Well known is that right after the STE plants were built, the revenue streams of plant operators were suddenly cut by a third(!).
Less known is that ahead of these cuts, the solar thermal sector had reached an official agreement with the Spanish government so as to keep a stable remuneration for previously constructed or awarded plants. By this agreement, the STE sector accepted delaying both the operation start of the plants and the remuneration regime “pool + premium” by one year compared to the initially authorized schedule. This resulted in savings for the Spanish system of around 1.4 billion € already between 2011 and 2013. While the STE sector scrupulously fulfilled its commitments (and effectively refrained from a 1.4 billion € income), the Spanish government did not comply with its obligations.
The main argument used by the Spanish government to defend the changes was that “entrepreneurs should have known that laws can be changed”. Indeed, all entrepreneurs knew and still know it, but the ICSID now arbitrated that such massive sudden changes of agreed rules may not occur in whatever way. The Spanish Ministry recently said in a press release regarding the arbitration award of ICSID that each arbitration is “different”. No doubt about that. However, the common denominator of further arbitration awards about the solar thermal sector (with still some 20 pending cases) will lie now in two undisputable facts: a) the abrupt retroactivity of the measures taken and b) the obvious breach by the Spanish government of an agreement with an industry sector. In addition, the assessment of the damages performed in this first ICSID sentence shows that the current remuneration scheme that was set to provide a “reasonable profitability” on investments of 7.4% is a fiction that even the experts presented by the Ministry recognized.

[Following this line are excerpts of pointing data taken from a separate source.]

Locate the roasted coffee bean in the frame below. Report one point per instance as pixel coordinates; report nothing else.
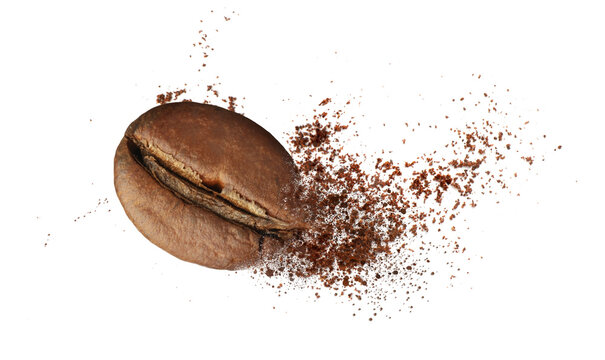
(207, 185)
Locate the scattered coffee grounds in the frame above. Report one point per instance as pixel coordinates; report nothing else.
(169, 96)
(100, 203)
(384, 228)
(379, 226)
(208, 84)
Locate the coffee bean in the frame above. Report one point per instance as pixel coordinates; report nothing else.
(207, 185)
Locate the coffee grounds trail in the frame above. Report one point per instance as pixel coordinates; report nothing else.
(382, 228)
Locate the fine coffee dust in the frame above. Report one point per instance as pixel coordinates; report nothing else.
(382, 227)
(385, 228)
(207, 88)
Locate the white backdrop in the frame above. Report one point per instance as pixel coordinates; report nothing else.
(74, 75)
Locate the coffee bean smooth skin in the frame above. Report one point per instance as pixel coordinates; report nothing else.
(207, 185)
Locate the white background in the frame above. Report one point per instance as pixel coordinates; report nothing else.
(74, 75)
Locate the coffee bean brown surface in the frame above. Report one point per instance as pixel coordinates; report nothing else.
(207, 185)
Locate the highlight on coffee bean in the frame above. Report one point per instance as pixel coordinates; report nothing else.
(207, 185)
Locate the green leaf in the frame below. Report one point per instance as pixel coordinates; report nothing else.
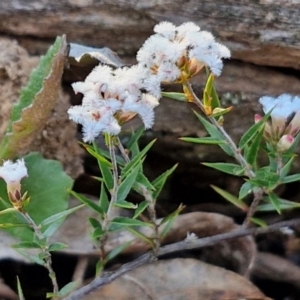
(36, 102)
(282, 204)
(141, 236)
(141, 179)
(105, 170)
(172, 215)
(215, 133)
(286, 168)
(159, 182)
(57, 246)
(98, 232)
(125, 222)
(290, 178)
(116, 251)
(231, 198)
(259, 222)
(98, 156)
(232, 169)
(253, 130)
(103, 200)
(30, 245)
(136, 160)
(141, 207)
(20, 291)
(205, 140)
(275, 201)
(126, 184)
(175, 96)
(68, 288)
(253, 149)
(47, 185)
(133, 142)
(245, 190)
(60, 215)
(125, 204)
(8, 211)
(94, 206)
(33, 258)
(94, 222)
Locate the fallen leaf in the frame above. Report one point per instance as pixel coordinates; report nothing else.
(179, 279)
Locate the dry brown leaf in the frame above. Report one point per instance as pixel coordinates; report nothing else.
(236, 254)
(273, 267)
(179, 279)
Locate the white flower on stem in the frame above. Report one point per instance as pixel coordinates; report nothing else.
(12, 174)
(110, 99)
(181, 46)
(284, 116)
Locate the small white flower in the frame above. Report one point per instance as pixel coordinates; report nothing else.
(284, 116)
(191, 237)
(12, 174)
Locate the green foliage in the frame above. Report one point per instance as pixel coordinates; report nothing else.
(47, 185)
(36, 102)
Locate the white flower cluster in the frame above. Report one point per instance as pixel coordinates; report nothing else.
(285, 119)
(110, 93)
(112, 97)
(285, 114)
(172, 48)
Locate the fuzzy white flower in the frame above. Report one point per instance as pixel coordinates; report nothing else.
(12, 174)
(110, 99)
(285, 116)
(181, 46)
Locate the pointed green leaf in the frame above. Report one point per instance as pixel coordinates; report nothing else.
(60, 215)
(57, 246)
(136, 160)
(175, 96)
(231, 198)
(94, 222)
(259, 222)
(286, 168)
(290, 178)
(103, 200)
(125, 204)
(126, 184)
(141, 236)
(232, 169)
(88, 202)
(105, 170)
(68, 288)
(282, 205)
(20, 291)
(133, 142)
(159, 182)
(30, 245)
(129, 222)
(98, 156)
(245, 190)
(47, 184)
(36, 102)
(215, 133)
(205, 140)
(33, 258)
(141, 207)
(275, 201)
(252, 150)
(253, 130)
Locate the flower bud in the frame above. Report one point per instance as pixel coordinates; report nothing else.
(12, 174)
(285, 143)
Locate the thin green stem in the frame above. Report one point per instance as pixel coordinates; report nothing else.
(144, 191)
(45, 251)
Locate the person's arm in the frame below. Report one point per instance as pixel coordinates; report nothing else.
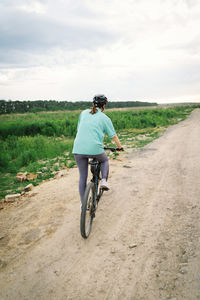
(117, 142)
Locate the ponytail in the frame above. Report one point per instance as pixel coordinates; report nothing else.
(93, 110)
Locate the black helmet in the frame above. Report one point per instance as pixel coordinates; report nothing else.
(99, 100)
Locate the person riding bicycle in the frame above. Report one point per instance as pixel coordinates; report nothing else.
(92, 126)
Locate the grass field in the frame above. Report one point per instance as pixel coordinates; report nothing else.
(42, 142)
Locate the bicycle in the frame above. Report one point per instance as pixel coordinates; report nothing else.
(93, 193)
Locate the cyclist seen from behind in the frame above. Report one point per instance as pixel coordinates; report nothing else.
(93, 124)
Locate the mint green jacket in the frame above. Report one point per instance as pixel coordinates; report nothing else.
(90, 132)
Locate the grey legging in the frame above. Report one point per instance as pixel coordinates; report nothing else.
(82, 163)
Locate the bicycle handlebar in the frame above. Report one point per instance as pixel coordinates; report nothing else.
(113, 149)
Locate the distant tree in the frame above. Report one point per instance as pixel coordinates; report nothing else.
(7, 107)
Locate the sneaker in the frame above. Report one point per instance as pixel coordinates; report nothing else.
(104, 185)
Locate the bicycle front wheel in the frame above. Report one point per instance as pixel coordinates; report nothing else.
(87, 212)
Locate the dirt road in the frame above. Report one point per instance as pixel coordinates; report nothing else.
(145, 240)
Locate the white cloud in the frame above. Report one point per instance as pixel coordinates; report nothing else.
(33, 7)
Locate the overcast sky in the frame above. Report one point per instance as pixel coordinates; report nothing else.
(146, 50)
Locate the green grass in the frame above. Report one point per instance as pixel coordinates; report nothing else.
(42, 142)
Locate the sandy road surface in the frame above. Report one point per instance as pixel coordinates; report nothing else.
(153, 203)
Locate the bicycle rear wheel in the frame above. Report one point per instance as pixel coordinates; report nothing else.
(87, 212)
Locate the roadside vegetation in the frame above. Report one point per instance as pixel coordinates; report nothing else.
(41, 143)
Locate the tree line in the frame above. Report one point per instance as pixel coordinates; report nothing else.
(7, 107)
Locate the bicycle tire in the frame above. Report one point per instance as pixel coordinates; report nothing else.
(87, 212)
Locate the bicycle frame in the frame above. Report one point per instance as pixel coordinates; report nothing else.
(95, 168)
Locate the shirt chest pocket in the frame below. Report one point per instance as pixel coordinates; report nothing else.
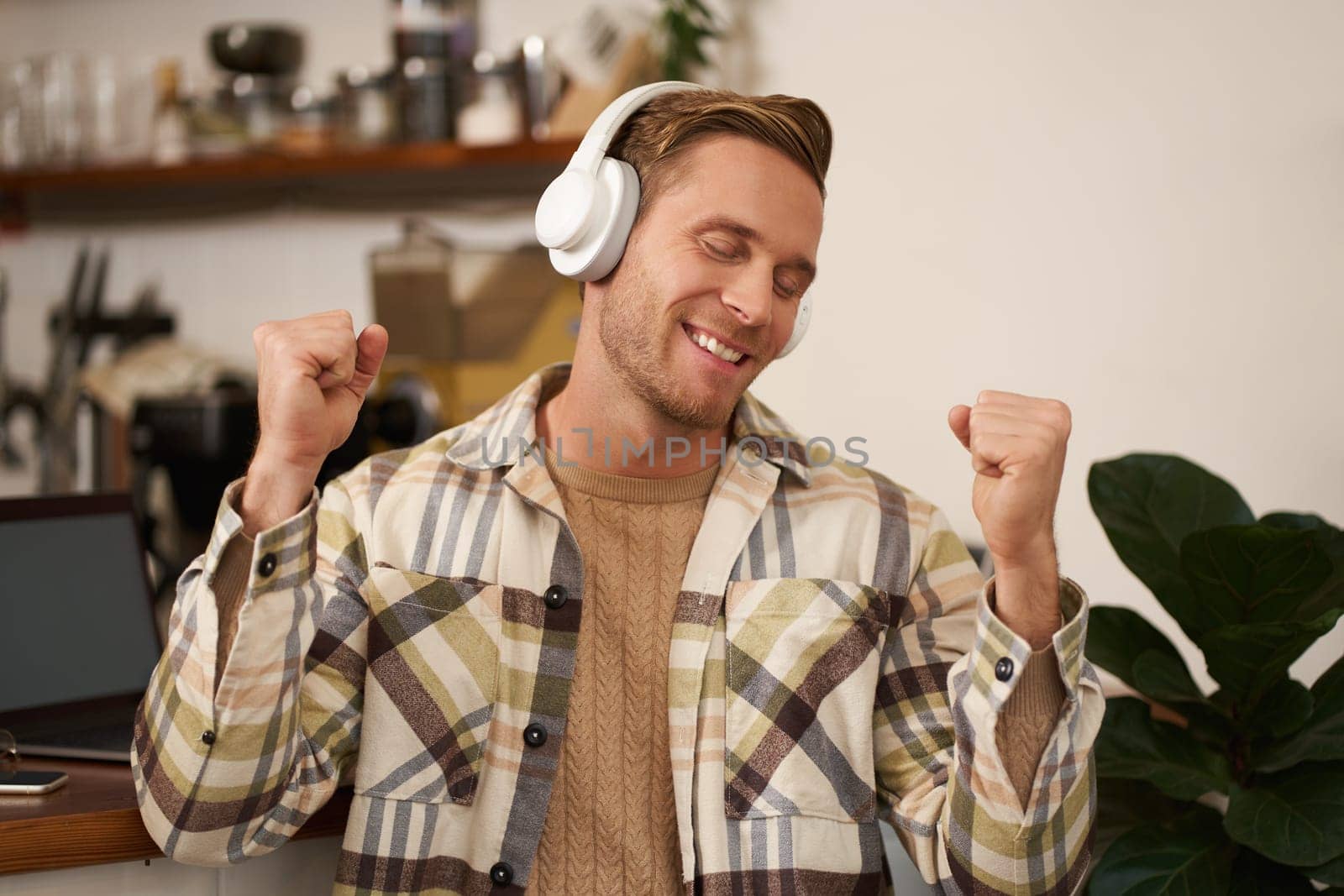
(430, 687)
(801, 676)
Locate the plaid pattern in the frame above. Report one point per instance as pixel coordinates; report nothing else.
(832, 663)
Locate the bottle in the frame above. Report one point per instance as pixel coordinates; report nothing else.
(170, 127)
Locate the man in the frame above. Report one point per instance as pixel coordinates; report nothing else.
(633, 656)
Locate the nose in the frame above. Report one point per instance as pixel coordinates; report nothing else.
(750, 297)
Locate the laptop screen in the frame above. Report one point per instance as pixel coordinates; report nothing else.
(76, 614)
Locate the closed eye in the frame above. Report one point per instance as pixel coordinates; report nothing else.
(721, 250)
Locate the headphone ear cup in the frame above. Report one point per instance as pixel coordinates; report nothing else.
(800, 325)
(600, 248)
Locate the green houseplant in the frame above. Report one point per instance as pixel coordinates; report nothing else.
(682, 26)
(1241, 790)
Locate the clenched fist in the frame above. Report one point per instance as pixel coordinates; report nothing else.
(312, 375)
(1018, 448)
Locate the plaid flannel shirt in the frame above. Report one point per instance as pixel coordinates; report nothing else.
(832, 664)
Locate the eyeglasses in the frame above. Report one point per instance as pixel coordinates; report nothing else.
(8, 754)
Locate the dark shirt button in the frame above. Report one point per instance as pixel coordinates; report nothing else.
(555, 597)
(501, 873)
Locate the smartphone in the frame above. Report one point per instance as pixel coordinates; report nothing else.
(33, 782)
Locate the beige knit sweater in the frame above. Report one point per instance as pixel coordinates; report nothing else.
(611, 825)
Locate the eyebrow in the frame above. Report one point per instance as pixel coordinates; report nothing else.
(719, 222)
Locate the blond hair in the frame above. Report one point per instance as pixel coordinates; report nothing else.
(654, 139)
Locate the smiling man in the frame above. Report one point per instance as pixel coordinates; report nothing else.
(663, 649)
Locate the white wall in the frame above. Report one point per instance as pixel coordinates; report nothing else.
(1132, 207)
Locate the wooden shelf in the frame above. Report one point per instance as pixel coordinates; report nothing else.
(94, 820)
(382, 177)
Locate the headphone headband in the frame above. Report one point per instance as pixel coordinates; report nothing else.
(602, 132)
(586, 214)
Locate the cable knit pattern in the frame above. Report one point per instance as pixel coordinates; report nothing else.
(611, 826)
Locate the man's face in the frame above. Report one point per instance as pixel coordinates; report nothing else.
(726, 251)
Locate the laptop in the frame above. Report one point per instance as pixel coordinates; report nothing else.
(77, 631)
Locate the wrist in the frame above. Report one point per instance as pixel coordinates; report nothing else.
(1027, 600)
(275, 490)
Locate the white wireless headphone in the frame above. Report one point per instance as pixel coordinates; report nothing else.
(586, 214)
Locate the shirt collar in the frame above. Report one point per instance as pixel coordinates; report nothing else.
(497, 434)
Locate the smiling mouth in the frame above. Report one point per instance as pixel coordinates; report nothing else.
(711, 345)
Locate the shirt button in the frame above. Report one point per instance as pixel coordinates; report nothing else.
(555, 597)
(534, 735)
(501, 873)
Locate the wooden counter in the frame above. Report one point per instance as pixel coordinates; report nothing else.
(94, 820)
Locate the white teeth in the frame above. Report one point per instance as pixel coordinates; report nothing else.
(711, 345)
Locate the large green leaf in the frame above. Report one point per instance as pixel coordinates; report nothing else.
(1242, 574)
(1116, 636)
(1284, 708)
(1294, 817)
(1193, 857)
(1253, 875)
(1166, 679)
(1133, 745)
(1126, 804)
(1323, 735)
(1249, 658)
(1328, 537)
(1148, 504)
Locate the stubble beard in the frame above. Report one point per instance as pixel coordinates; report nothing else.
(632, 332)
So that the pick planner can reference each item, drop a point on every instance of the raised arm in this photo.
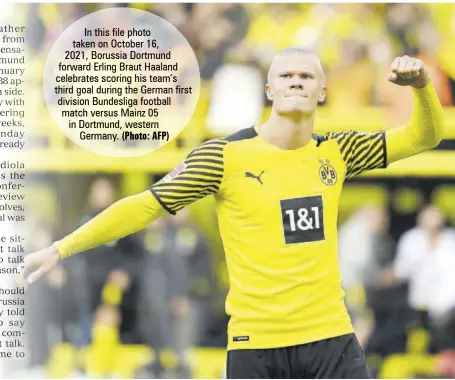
(199, 175)
(425, 130)
(367, 151)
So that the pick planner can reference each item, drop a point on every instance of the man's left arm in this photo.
(425, 130)
(367, 151)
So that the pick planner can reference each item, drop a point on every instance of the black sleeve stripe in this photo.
(207, 150)
(374, 165)
(177, 184)
(180, 191)
(204, 160)
(180, 205)
(359, 157)
(370, 155)
(201, 175)
(195, 179)
(359, 141)
(348, 145)
(161, 202)
(346, 136)
(217, 169)
(361, 151)
(215, 142)
(205, 154)
(384, 144)
(375, 160)
(206, 174)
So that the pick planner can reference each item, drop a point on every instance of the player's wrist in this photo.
(424, 82)
(57, 251)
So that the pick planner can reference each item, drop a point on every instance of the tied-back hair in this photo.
(302, 50)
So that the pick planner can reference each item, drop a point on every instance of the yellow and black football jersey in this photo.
(277, 212)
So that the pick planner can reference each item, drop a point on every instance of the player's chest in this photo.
(275, 178)
(300, 195)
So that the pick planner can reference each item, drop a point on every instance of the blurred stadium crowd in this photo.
(139, 306)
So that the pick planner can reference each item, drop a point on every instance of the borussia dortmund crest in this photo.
(327, 173)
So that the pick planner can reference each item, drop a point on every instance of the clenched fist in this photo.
(407, 71)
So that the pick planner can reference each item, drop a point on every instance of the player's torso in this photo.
(277, 213)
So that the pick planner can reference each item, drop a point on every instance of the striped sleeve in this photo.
(361, 151)
(199, 175)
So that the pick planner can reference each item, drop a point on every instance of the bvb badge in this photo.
(327, 173)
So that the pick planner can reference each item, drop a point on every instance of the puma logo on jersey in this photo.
(251, 175)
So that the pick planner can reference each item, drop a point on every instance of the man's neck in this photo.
(287, 133)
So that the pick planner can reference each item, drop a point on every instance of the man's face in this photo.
(296, 84)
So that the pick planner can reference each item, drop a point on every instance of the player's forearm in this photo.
(424, 131)
(127, 216)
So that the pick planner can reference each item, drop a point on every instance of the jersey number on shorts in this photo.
(303, 219)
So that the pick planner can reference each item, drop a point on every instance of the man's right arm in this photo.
(199, 175)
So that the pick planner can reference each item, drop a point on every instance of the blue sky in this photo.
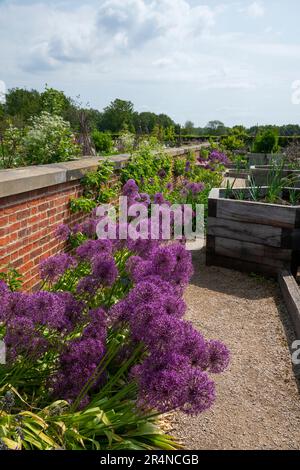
(230, 60)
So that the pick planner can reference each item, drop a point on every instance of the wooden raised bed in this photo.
(260, 175)
(291, 294)
(252, 236)
(263, 158)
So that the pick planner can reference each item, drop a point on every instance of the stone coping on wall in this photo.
(21, 180)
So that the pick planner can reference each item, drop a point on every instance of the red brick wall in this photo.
(27, 225)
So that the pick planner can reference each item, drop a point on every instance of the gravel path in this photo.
(258, 402)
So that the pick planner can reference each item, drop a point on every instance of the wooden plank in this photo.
(257, 213)
(291, 294)
(240, 265)
(277, 257)
(244, 231)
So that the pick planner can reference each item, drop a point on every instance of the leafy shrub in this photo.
(266, 142)
(49, 140)
(91, 358)
(11, 147)
(103, 141)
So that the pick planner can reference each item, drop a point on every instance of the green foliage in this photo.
(146, 162)
(103, 141)
(266, 142)
(54, 101)
(49, 140)
(13, 279)
(11, 147)
(21, 105)
(99, 187)
(117, 116)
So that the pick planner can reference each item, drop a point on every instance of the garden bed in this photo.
(291, 294)
(252, 236)
(263, 158)
(260, 175)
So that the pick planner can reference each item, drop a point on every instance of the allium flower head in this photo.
(88, 227)
(55, 266)
(63, 232)
(91, 248)
(163, 261)
(159, 198)
(130, 188)
(104, 269)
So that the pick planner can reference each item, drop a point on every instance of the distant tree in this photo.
(145, 122)
(266, 141)
(22, 104)
(189, 127)
(55, 101)
(165, 121)
(117, 116)
(215, 127)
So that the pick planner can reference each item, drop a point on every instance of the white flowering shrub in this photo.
(11, 147)
(49, 140)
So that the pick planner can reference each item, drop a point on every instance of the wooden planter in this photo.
(252, 236)
(264, 158)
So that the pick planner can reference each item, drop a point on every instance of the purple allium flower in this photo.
(97, 328)
(141, 317)
(187, 166)
(159, 198)
(195, 188)
(91, 248)
(130, 188)
(145, 199)
(143, 247)
(4, 290)
(162, 173)
(165, 333)
(143, 292)
(184, 192)
(55, 266)
(163, 261)
(23, 338)
(219, 356)
(76, 229)
(88, 285)
(5, 297)
(104, 269)
(120, 312)
(63, 232)
(14, 305)
(73, 309)
(88, 227)
(47, 308)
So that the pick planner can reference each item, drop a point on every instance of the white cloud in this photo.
(255, 10)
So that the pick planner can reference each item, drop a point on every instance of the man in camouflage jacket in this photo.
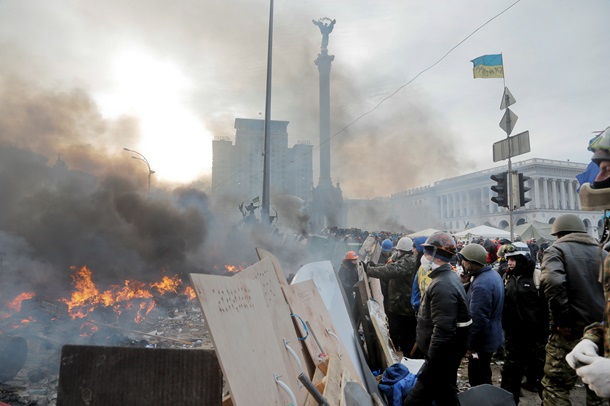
(399, 275)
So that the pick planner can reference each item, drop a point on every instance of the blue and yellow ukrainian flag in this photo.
(488, 66)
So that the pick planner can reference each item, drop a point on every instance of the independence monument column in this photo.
(323, 62)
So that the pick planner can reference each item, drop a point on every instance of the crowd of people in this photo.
(545, 308)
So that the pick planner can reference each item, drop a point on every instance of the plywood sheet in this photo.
(304, 300)
(97, 375)
(264, 273)
(244, 338)
(328, 286)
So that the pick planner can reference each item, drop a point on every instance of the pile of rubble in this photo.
(176, 323)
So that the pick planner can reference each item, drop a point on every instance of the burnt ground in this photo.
(182, 327)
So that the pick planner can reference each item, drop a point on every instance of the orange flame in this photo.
(86, 297)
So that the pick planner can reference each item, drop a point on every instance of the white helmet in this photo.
(405, 244)
(516, 248)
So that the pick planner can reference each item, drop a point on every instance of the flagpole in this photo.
(510, 154)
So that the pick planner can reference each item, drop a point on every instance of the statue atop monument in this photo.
(325, 29)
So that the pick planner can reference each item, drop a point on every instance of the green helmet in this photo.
(568, 223)
(474, 253)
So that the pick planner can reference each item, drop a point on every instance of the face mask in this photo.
(429, 266)
(433, 266)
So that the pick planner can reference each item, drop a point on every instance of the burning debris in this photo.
(159, 314)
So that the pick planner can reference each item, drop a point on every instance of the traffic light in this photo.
(523, 189)
(501, 188)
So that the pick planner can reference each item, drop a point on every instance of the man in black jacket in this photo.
(569, 279)
(442, 326)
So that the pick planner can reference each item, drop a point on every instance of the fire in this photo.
(133, 296)
(168, 284)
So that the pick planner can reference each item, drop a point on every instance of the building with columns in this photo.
(465, 201)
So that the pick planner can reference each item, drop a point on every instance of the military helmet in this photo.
(350, 256)
(405, 244)
(568, 223)
(386, 245)
(600, 146)
(440, 244)
(474, 253)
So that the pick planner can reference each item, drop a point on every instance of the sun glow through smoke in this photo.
(174, 141)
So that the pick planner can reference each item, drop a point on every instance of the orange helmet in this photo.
(351, 255)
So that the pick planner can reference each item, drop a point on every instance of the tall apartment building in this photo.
(237, 169)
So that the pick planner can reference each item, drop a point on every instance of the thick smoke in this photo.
(67, 201)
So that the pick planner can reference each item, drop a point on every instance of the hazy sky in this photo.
(84, 79)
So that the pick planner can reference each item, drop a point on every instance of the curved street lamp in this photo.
(143, 159)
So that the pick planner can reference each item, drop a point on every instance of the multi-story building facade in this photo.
(237, 169)
(465, 201)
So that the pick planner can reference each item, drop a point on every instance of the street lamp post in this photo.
(141, 157)
(267, 141)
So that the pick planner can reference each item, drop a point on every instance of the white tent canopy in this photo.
(536, 229)
(423, 233)
(483, 231)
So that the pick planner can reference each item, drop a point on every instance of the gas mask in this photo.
(428, 266)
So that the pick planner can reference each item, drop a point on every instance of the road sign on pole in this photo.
(508, 121)
(519, 144)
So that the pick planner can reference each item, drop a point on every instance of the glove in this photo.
(584, 347)
(596, 374)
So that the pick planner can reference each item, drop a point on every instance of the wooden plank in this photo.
(328, 288)
(96, 375)
(244, 338)
(376, 293)
(304, 300)
(265, 274)
(388, 357)
(319, 381)
(373, 348)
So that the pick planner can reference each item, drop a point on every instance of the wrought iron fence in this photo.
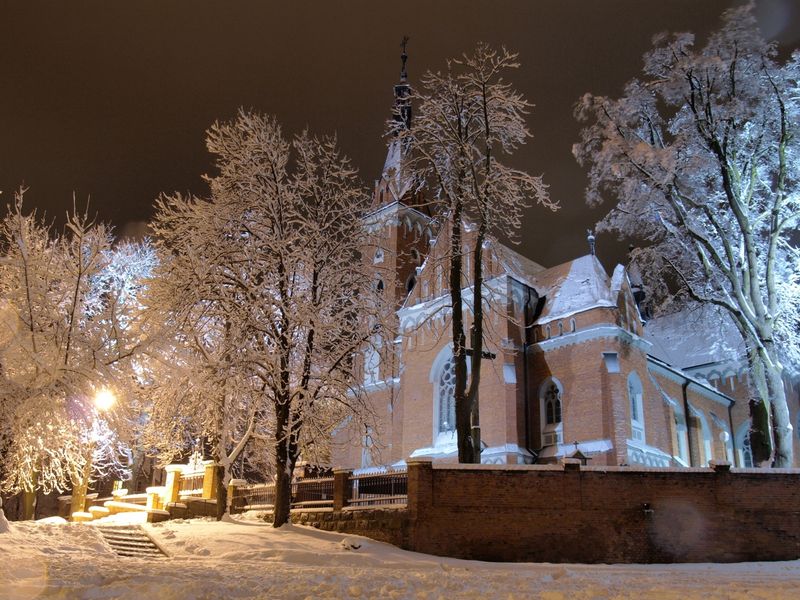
(261, 495)
(373, 489)
(317, 493)
(370, 489)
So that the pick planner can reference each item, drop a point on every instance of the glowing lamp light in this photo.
(104, 399)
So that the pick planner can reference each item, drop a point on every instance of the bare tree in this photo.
(277, 262)
(71, 326)
(468, 121)
(702, 156)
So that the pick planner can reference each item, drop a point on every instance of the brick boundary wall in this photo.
(571, 513)
(390, 525)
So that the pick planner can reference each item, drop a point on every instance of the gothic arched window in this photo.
(636, 399)
(445, 397)
(551, 407)
(412, 281)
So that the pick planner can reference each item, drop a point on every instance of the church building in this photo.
(574, 368)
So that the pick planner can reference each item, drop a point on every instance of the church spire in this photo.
(404, 58)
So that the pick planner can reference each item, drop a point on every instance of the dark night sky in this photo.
(110, 100)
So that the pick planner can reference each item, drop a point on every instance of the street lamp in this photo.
(103, 400)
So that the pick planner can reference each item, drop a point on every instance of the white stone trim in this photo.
(644, 454)
(592, 333)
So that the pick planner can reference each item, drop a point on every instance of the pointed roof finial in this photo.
(404, 58)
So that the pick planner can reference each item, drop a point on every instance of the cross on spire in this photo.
(404, 58)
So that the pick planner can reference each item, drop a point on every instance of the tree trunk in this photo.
(463, 412)
(221, 493)
(285, 458)
(782, 429)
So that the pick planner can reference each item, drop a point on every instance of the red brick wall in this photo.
(537, 513)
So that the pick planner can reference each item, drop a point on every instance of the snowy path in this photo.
(251, 560)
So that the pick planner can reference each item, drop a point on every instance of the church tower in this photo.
(400, 221)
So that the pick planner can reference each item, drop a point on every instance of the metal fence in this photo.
(191, 484)
(364, 490)
(306, 493)
(317, 493)
(373, 489)
(252, 495)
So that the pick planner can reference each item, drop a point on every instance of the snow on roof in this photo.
(394, 171)
(573, 287)
(693, 337)
(515, 264)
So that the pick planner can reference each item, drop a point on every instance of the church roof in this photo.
(691, 338)
(573, 287)
(395, 172)
(515, 264)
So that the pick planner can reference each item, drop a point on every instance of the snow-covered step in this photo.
(130, 540)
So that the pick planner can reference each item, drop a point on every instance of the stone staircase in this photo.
(130, 540)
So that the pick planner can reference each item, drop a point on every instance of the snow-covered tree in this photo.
(272, 268)
(70, 327)
(469, 122)
(701, 154)
(199, 385)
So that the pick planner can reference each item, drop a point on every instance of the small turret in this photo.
(637, 283)
(402, 93)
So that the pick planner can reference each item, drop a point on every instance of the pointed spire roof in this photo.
(395, 182)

The Spanish government might now take this arbitration award as a good opportunity to consider whether it makes sense to wait for an expected “string” of negative awards due to the fact that most of the still-pending cases are from the STE sector or to be proactive and negotiate with both international investors and the STE industry an acceptable settlement solution.
Recent reports in major Spanish media mention that the Spanish Ministry is now likely to lobby the EU institutions for avoiding the payment of the ICSID sentence (128 M€) via a) declaring its own RE support schemes as a breach to EU State-Aid rules and b) stating that the Energy Treaty Chart would not apply within EU Member States. Furthermore, ESTELA also observes obvious hesitations from the Spanish Ministry of Energy to support and even spearhead a “STE initiative for Europe” worked out with the SET-Plan framework aiming at defending the STE technology leadership position held by companies in about 10 EU Member States – amid fears that non-European competitors might easily take advantage of a longer STE investment stop in Europe. ESTELA will carefully monitor and report such developments.